Achraf Hakimi défend un journaliste mexicain empêché de parler espagnol par la FIFA
Achraf Hakimi réagit après le blocage d’un journaliste hispanophone lors d’une conférence de la FIFA
À une conférence FIFA, Achraf Hakimi a pris la parole après l’interruption d’un journaliste parlant espagnol : il a invité la question et répondu en anglais.
L’ouverture d’une conférence de presse organisée par la FIFA a été marquée par un incident linguistique impliquant un journaliste mexicain et le défenseur international Achraf Hakimi. Lors d’une séance où l’usage de quatre langues avait été formellement encadré — anglais, français, arabe et portugais — un intervenant a posé sa question en espagnol et s’est vu interrompu par un représentant de l’organisation. Le joueur, né en Espagne, est intervenu pour demander que la question soit posée, puis a choisi de répondre en anglais, mettant fin à la tension sur place.
Règles linguistiques imposées par la FIFA
La rencontre avait débuté avec une consigne claire sur les langues autorisées au micro : l’anglais, le français, l’arabe et le portugais. Cette limitation, rappelée par un délégué de la FIFA, a motivé l’intervention du responsable lorsque le journaliste a pris la parole en espagnol. Le rappel de ces règles souligne la nécessité pour les organisateurs d’assurer la compréhension mutuelle et le bon déroulement des échanges dans un contexte multilingue et international.
Interruption d’un journaliste mexicain
Le journaliste, identifié comme étant de nationalité mexicaine, a formulé sa question en espagnol, langue qu’il utilise naturellement pour son travail. Le responsable de la FIFA a alors interrompu son intervention, évoquant le non-respect de la liste des langues annoncées. L’interruption a suscité une réaction immédiate de l’auditoire et a placé la modération de la conférence au centre d’un débat ponctuel sur l’accès à la parole pour des professionnels de presse non couverts par la liste linguistique.
Intervention d’Achraf Hakimi
Achraf Hakimi, présent à la conférence et d’origine espagnole, a pris position à la suite de l’incident. Il a expliqué qu’il comprenait parfaitement l’espagnol et a proposé que le journaliste puisse poser sa question. Plutôt que de répondre dans la langue du journaliste, Hakimi a choisi de livrer sa réponse en anglais, conformément aux options linguistiques mises en avant par l’organisation. Son intervention a permis au journaliste de poursuivre et a désamorcé la confrontation immédiate avec le représentant de la FIFA.
Déroulement de l’échange et gestion de la salle
Après l’intervention du joueur, le journaliste a reposé sa question en espagnol comme demandé. Hakimi a ensuite répondu en anglais, garantissant la continuité de la conférence selon la langue choisie par l’organisation. L’épisode s’est déroulé rapidement et sans escalade physique, mais il a mis en lumière les difficultés pratiques auxquelles font face les conférences internationales : concilier règles procédurales, droits d’accès à l’information et diversité linguistique des médias présents.
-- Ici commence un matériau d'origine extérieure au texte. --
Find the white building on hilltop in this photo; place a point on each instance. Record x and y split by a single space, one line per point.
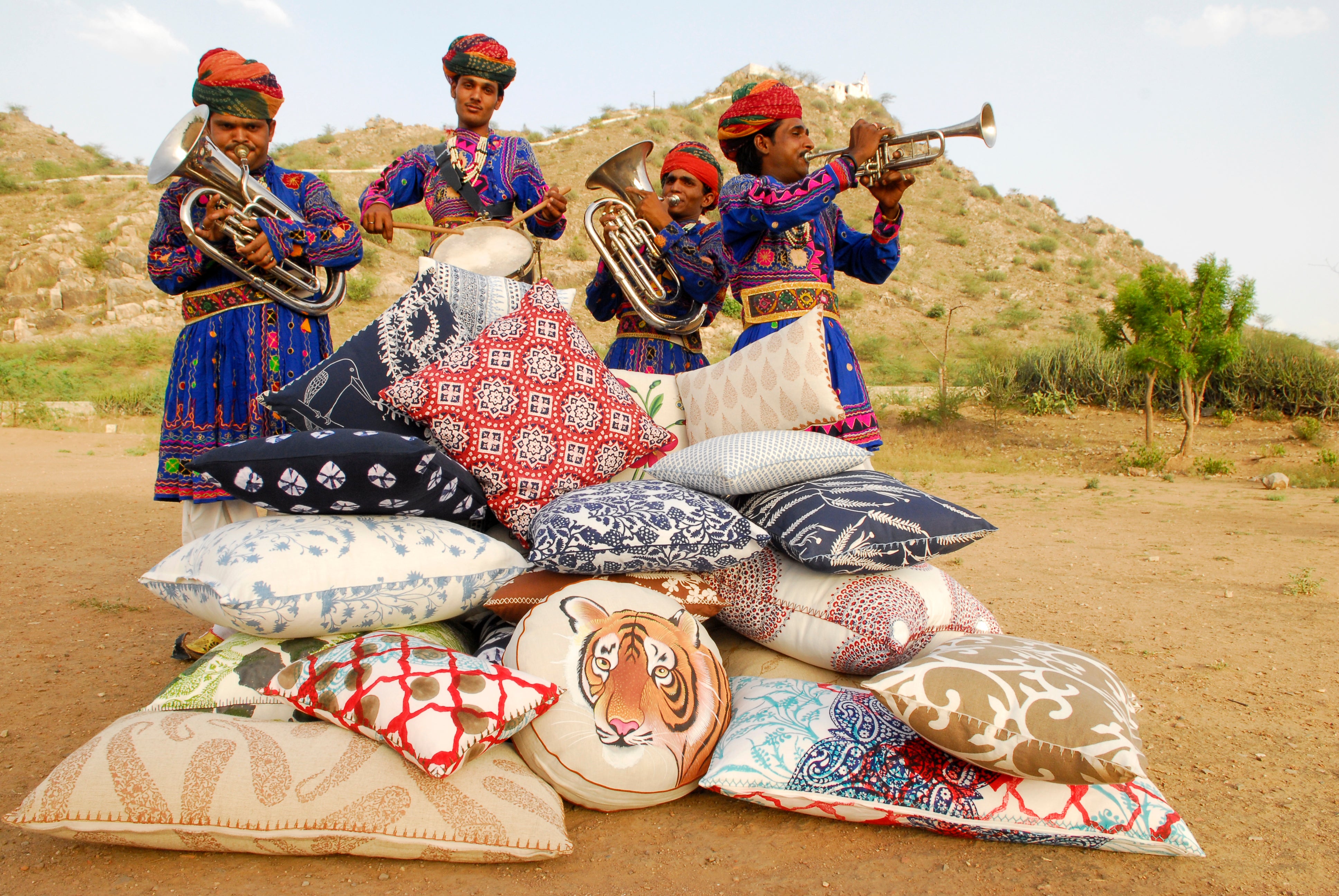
840 90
Enjeux institutionnels et médiatiques
L’incident pose plusieurs questions de fond pour les organisateurs d’événements sportifs internationaux. D’une part, la clarification et la diffusion systématique des règles linguistiques avant les conférences semblent essentielles pour éviter les malentendus. D’autre part, l’affaire souligne l’importance de stratégies d’interprétation et de traduction permettant d’inclure des journalistes qui travaillent dans d’autres langues. Enfin, la réaction d’un joueur de haut niveau comme Hakimi illustre le rôle que peuvent jouer les athlètes pour faciliter le dialogue entre médias et institutions lors d’événements médiatiques de grande ampleur.
La séance s’est poursuivie après l’échange et l’incident n’a pas dégénéré, mais il suscite des interrogations sur les pratiques et procédures lors des conférences de presse internationales, notamment quant à l’équilibre entre ordre formel et accessibilité des questions pour la presse venant de zones linguistiques variées.